Transformation service implementation

The transformation service performs the corresponding operations according to the utility class corresponding to the configuration delegate (the code is omitted) :

  • Convert video using FFMPEG
  • Convert PDF using PDfBox
  • Use LibreOffice to convert office

Security implementation

  • Security is achieved through the Spring interceptor
  • Add intercepts as required

use

Provides two interfaces:

*/@ResponseBody@GetMapping(value = "/realUrl/{token}") public ResponseEntity realUrl(@pathVariable String)  token) { ..... } /** * upload file */@ResponseBody@PostMapping(value = {"/partupload/{group}"}) public ResponseEntity upload(HttpServletRequest request, @PathVariable String group) { ..... }Copy the code
  • Upload files through the Upload interface and upload files in fragments

  • After the upload is complete, the upload result is returned as follows:

    { “code”: 1, “message”: “maps.mp4”, “token”: “key_286400710002612”, “group”: “GROUP1”, “fileType”: “VIDEO”, “filePath”: “Www.abc.com/15561725229…” }

  • Where filePath is the original filePath

  • Through the token, the realUrl interface can be used to obtain the converted file information. The structure is as follows:

    {“token”: “key_282816586380196”, “group”: “SHILU”, “fileType”: “IMAGE”, “filePath”: “www.abc.com/SHILU/1/155…” , “convertFileInfoList”: [ { “fileLength”: 0, “fileType”: “IMAGE”, “filePath”: null, “imgPaths”: [“www.abc.com/SHILU/1/155… “]]}

configuration

Fileupload.server. name=http://www.abc.com## libreoffice home Office. The home = / snap/libreoffice / # 115 / lib/libreoffice file upload save the path fileupload. Upload. The root = / home/files # # dynamic configuration file server configuration, Cut the figure of 100 * 200 fileupload. Config. ImageConfigList [0]. Group = group1 fileupload. Config. ImageConfigList [0]. Width = 100 Fileupload. Config. ImageConfigList [0]. Height = 200 # # video configuration default configuration, Convert m3u8 fileupload.

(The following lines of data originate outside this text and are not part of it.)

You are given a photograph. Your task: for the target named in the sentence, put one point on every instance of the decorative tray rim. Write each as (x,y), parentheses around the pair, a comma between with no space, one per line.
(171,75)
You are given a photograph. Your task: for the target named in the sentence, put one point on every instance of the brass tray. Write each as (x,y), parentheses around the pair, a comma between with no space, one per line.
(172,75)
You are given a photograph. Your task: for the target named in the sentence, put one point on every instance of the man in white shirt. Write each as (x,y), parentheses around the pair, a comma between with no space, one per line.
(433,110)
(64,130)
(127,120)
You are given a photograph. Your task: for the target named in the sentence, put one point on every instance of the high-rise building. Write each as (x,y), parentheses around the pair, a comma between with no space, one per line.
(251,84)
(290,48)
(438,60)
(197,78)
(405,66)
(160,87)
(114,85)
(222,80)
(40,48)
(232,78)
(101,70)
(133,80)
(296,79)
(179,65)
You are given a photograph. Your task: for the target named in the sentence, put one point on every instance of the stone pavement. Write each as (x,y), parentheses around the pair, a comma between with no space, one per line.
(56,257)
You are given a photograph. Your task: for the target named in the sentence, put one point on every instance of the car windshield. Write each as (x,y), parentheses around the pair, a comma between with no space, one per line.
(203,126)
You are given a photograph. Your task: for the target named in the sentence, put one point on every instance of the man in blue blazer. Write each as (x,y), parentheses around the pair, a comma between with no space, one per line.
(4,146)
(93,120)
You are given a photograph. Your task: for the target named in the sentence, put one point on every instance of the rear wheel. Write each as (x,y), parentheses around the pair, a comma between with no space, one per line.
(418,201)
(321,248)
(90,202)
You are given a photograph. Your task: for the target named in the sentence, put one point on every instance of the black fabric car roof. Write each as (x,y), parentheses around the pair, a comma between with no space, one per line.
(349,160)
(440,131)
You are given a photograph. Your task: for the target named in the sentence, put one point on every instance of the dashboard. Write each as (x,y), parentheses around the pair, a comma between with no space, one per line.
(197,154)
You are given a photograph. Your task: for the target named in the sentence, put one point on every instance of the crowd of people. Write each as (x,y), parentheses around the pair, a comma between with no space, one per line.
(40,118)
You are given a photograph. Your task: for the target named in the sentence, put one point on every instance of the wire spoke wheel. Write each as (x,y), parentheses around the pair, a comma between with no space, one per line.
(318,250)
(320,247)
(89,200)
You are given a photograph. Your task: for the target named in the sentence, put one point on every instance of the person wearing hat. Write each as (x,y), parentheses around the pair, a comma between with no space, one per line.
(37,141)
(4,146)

Config. VideoConfigList [0]. Group = group1 # conversion webm, Cut to figure 3 seconds fileupload. Config. VideoConfigList [1]. The group = group2. Fileupload config. VideoConfigList [1]. The type = webm Fileupload. Config. VideoConfigList [1]. FrameSecondList [0] = 3 # office configuration, Turn the default PNG fileupload. Config. OfficeConfigList [0]. Group = turn group1 # PDF fileupload. Config. OfficeConfigList [0]. Type = # PDF PDF configuration, Turn the PNG fileupload. Config. PdfConfigList [0]. Group = group1 # upload file size, Does not support the current end shard upload set when spring. Servlet. Multipart. Max - file - size = 1024 MB spring. Servlet. Multipart. Max - request - size = 1024 MBCopy the code

conclusion

This paper presents a relatively complete architecture design and implementation process of file service. The whole architecture design process is as follows:

  • Sorting out business functions
  • Comb through the use-case flow
  • Based on the business function, the preliminary module division
  • Architecture is designed in conjunction with the use-case flow, and adjustments may be made to the modules and flow in turn
  • Validate the architecture
  • Business process validation: Apply use cases to the architecture for validation
  • Non-functional constraint verification: Simulate non-functional constraint scenarios for verification
  • Technology selection (architecture design is technology agnostic)
  • Follow the architecture design to implement code, test (and possibly adjust the architecture)
  • Complete process verification with instructions

In the whole process, corresponding decisions are made and verified for each constraint. The code structure matches the architectural design perfectly. The code logic can be understood by tracing the architectural design diagram to the diagram.

If there is something wrong or careless, welcome everyone to discuss and advise!